なので、大学で社会福祉士を目指している人は、可能ならカウンセリング関係の単位取得をしてみてはいかがでしょうか。


教科書に書いてあることがすべて正しいとか、大学で学んだことをそのまま現場に持ち込めるということではありませんが、役には立ちます。


問題を抱えた人の話を理解するための一つのツールだと考えていただくのが、社会福祉士にとってはちょうどいいと思います。


ロジャーズのカウンセリング理論は、広範囲に応用できる理論ではありますが、これとて絶対ではありませんし、時には指示的カウンセリングが有効なこともあります。


どの場面で、どの人にどの理論や技法を使うかは、社会福祉士の判断によります。


まあ、それはさておき、レポートはレポートてす。

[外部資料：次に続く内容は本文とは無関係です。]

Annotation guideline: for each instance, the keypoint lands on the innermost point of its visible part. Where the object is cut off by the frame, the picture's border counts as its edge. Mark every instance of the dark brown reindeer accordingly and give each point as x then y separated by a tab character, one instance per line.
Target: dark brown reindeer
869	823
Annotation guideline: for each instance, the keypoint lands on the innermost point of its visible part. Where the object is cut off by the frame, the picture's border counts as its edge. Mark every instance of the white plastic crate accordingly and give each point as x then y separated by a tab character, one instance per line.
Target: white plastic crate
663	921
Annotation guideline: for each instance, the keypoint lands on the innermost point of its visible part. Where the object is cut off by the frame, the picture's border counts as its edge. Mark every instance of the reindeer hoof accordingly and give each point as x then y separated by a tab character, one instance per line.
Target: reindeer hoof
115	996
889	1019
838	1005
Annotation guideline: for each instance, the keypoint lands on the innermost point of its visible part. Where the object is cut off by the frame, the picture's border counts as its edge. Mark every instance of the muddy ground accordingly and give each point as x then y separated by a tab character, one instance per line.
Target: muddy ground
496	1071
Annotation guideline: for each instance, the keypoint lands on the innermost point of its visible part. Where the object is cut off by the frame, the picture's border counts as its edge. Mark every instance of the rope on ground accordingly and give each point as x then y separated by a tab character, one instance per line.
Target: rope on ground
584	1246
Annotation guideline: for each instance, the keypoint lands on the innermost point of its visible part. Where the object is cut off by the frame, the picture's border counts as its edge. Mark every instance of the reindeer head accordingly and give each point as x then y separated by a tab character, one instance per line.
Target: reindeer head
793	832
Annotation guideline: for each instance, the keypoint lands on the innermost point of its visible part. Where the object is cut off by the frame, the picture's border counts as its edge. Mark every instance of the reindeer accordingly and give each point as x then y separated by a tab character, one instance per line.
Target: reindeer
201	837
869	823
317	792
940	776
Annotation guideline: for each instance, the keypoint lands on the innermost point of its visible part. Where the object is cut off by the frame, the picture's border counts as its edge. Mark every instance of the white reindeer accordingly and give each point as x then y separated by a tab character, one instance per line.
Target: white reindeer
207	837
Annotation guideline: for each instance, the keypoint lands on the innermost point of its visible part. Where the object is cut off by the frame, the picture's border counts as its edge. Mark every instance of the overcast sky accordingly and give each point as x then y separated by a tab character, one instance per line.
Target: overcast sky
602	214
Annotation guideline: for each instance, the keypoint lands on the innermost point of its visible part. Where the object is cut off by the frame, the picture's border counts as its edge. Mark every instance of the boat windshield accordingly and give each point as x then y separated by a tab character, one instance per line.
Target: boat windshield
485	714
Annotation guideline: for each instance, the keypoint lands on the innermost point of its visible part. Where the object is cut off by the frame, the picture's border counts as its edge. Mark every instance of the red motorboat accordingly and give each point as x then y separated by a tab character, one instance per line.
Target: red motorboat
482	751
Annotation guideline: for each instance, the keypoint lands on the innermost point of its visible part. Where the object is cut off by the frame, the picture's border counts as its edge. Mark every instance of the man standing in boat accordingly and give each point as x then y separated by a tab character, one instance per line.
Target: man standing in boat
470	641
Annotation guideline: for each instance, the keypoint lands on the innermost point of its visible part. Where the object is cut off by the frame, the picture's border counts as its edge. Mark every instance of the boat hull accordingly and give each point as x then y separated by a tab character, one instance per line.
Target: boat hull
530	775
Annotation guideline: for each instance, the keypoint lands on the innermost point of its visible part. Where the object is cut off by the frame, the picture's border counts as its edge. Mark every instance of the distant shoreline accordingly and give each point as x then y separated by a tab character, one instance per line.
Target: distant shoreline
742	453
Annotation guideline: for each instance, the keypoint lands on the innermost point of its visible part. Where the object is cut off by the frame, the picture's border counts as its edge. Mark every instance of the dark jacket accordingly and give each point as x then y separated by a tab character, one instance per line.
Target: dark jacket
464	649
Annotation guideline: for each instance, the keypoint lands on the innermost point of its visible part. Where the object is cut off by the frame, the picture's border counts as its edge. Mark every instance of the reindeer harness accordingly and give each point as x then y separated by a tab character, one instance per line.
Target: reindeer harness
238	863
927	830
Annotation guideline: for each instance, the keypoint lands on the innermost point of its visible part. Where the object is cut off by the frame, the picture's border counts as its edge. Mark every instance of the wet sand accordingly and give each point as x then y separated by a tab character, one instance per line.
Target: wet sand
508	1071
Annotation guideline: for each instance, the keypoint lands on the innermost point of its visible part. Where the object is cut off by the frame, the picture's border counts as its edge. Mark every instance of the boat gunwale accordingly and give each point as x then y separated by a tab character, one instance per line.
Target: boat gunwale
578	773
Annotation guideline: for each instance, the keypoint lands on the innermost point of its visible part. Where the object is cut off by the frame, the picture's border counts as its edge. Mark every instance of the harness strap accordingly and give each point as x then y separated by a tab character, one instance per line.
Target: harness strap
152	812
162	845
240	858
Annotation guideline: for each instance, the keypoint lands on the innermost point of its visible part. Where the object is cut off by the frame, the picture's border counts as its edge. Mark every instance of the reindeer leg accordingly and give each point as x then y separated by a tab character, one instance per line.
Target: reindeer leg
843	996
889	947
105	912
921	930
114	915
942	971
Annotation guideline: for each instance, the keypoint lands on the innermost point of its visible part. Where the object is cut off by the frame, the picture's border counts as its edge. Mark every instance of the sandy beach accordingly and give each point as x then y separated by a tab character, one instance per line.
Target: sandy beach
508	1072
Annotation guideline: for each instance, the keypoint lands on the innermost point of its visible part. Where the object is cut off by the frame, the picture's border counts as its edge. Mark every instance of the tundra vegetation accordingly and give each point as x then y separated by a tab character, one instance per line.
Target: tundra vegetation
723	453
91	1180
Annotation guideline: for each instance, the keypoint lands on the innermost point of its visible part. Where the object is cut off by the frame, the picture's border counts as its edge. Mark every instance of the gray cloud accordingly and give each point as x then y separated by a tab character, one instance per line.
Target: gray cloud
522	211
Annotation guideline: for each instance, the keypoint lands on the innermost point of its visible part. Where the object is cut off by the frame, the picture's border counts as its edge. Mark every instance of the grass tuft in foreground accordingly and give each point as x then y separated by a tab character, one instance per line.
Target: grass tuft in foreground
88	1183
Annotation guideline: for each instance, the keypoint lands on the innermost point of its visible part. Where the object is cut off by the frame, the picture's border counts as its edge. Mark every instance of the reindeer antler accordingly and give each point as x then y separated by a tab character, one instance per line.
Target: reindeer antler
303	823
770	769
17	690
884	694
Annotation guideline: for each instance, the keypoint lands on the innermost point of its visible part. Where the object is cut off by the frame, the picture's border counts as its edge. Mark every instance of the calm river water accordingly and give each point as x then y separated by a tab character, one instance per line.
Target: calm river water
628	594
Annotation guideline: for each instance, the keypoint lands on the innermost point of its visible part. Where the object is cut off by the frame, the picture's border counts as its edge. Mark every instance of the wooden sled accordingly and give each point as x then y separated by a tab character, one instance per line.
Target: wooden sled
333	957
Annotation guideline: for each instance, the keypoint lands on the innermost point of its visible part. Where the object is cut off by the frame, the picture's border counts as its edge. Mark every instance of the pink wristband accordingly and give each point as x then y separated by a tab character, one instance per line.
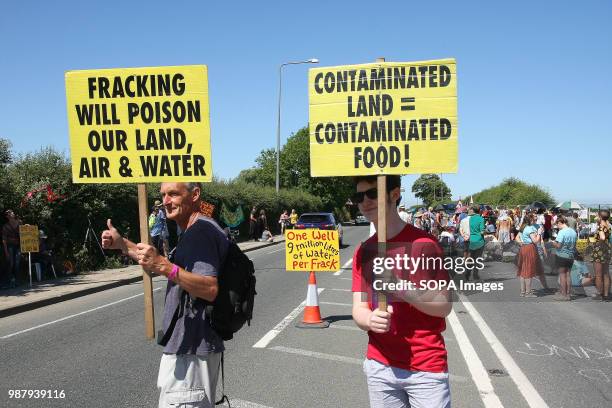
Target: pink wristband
173	273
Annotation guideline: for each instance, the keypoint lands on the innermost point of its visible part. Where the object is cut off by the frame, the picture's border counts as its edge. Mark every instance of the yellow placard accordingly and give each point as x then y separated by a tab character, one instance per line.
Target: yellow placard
312	250
28	238
383	118
137	125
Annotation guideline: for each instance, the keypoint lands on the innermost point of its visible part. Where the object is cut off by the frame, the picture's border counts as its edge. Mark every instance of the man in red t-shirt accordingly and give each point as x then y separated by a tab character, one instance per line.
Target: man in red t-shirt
406	362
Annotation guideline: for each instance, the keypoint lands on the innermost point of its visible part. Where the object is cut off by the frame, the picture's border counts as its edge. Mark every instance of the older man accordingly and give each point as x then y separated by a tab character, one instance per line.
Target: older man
189	367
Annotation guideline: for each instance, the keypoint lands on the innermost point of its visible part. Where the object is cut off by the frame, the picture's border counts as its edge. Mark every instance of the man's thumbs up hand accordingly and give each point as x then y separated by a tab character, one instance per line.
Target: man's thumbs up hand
111	239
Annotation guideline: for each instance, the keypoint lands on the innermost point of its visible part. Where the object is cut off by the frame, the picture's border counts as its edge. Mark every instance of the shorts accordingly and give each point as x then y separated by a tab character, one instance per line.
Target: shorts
561	262
392	387
187	380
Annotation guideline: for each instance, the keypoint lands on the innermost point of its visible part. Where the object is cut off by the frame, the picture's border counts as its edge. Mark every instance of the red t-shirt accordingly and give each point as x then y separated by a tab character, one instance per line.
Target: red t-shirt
547	221
414	341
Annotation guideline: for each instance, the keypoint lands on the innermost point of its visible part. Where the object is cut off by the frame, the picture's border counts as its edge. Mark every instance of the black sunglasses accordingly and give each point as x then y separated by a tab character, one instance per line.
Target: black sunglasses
358	197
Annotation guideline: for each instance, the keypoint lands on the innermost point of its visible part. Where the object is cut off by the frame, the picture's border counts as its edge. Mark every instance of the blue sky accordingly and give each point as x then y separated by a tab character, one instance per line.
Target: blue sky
533	77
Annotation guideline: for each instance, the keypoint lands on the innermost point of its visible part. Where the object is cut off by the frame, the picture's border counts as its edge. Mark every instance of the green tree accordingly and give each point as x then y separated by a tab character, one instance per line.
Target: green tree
431	189
511	192
295	173
65	216
5	160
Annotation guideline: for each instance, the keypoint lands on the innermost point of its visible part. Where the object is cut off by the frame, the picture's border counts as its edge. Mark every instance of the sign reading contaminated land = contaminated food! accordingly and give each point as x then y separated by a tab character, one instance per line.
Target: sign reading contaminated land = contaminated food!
136	125
383	118
312	250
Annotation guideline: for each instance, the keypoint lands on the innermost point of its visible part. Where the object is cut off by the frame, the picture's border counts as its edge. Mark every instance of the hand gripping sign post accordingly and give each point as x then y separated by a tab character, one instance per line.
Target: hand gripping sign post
383	118
28	242
140	125
311	250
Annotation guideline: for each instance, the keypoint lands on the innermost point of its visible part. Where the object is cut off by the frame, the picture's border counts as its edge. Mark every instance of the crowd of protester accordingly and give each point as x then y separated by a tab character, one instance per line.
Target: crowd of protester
541	234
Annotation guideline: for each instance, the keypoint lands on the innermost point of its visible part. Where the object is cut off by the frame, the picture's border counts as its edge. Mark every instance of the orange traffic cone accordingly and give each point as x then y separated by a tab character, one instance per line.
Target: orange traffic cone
312	313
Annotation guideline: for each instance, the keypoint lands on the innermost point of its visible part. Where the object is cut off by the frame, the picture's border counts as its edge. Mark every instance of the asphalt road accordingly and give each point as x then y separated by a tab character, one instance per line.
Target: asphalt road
502	352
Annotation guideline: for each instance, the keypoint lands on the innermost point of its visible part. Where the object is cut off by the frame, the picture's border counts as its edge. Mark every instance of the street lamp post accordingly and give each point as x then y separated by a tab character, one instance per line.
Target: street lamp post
280	84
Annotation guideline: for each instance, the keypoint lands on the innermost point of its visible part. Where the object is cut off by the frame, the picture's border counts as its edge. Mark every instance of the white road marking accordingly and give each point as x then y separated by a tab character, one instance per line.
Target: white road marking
475	366
344	327
246	404
316	354
343	359
523	384
74	315
345	266
269	336
335	304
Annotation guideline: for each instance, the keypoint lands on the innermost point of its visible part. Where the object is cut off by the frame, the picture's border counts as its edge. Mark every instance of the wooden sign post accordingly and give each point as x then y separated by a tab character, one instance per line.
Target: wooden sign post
147	279
28	242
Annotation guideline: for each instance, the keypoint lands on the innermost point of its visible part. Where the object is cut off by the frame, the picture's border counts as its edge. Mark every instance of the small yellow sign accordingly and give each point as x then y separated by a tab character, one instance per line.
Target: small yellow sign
383	118
137	125
28	238
312	250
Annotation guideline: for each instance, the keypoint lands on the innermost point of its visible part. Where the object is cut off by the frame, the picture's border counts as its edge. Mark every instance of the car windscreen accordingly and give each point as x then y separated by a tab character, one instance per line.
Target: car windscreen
314	218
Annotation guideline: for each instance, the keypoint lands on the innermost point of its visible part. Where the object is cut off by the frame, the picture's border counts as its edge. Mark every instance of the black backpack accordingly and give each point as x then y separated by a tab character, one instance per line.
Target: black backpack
233	306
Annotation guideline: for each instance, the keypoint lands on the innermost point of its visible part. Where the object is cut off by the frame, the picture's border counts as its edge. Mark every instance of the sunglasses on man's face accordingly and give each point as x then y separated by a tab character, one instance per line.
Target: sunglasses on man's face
358	197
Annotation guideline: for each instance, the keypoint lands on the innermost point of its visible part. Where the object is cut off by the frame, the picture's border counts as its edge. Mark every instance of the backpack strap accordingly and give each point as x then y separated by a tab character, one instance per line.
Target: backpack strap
163	338
223	396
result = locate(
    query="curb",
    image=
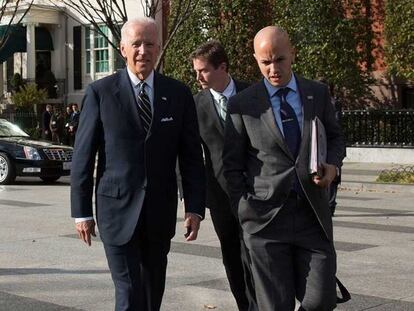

設題に沿って解答を目指しましょう。

ポイント(学習ガイドより)

 現代の社会状況を捉え、何故カウンセリングが必要なのか、カウンセリングがどのような形で、どういったことに役立っているのか考察すること。

科目概要(学習ガイドより)

 カウンセリングの理論は、医療、社会福祉、教育などの現場で幅広く活用・実践されている。そこで、カウンセリングとはどのようなものなのか、そしてカウンセリングに必要な技法や態度、心構えとはどのようなものか、基礎から学習していく。また、カウンセリングは比較的新しい学問領域であるため、いくつもの理論が存在しているが、その中でも基礎となる、精神分析、来談者中心療法、行動療法(認知行動療法)の三つを中心に学習していく。

設題2

「現代人の生活とカウンセリングについて考え、カウンセリングがどうあるべきか述べなさい。」

 現代人の生活は、ストレスが多いとか、価値観が多様化したとかいう言い方がされているが、捉えられている傾向は、人と人との絆が減少している感覚ではないだろうか。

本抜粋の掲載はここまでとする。